ベトナムにレアアース磁石用合金の原料製造会社を設立

2008年10月8日

-高性能ネオジム系磁石用合金の原料調達体制を強化-

昭和電工株式会社(社長:高橋 恭平)は、ベトナム社会主義共和国ハーナム省に、当社90%出資の子会社「昭和電工レアアースベトナム有限会社」(以下、新会社)を10月に設立いたしました。新会社では、11月より生産設備の建設工事に着手し、2010年4月から高性能ネオジム系磁石合金の原料であるジジムメタル(ネオジム(※1)とプラセオジム(※2)を主成分とする合金)ならびにジスプロシウムメタル(※2)、あわせて年800トンの生産を開始いたします。
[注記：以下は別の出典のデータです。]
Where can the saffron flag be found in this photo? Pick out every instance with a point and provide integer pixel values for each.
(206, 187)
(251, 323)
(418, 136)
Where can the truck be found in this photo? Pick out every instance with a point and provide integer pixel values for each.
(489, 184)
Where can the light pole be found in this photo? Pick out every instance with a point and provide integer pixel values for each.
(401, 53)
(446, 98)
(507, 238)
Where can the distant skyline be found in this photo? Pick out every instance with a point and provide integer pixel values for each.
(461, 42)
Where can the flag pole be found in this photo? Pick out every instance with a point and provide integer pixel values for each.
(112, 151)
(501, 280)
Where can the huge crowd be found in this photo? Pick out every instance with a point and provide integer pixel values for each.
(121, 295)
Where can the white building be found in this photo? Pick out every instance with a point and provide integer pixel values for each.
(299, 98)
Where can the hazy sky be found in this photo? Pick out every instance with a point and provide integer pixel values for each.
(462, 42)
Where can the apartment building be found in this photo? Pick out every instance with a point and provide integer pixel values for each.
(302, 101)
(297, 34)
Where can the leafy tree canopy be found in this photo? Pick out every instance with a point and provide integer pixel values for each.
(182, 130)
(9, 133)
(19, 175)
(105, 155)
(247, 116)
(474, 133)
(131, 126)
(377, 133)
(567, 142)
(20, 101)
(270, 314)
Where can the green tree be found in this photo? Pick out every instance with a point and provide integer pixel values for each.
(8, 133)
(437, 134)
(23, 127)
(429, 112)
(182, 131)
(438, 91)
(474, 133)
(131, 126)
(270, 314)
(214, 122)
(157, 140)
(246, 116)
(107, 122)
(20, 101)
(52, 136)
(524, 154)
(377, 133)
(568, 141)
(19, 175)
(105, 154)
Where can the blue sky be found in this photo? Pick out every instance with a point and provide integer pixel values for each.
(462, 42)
高性能ネオジム系磁石は自動車向けやエレクトロニクス向けに使用されており、近い将来には風力発電向けの需要拡大も予想されるなど地球環境維持関連材料として注目を集めています。これらの拡大する用途に対応して、ネオジム系磁石の高温下での磁力特性を確保するために少量添加する必要があるジスプロシウム系の希少元素の需要も増加しています。世界のジスプロシウムの供給は、現状、江西省等の中国南部で産出されるイオン吸着鉱(※3)からの精製に主に頼っており、その安定調達と資源リサイクルは大きな課題となっています。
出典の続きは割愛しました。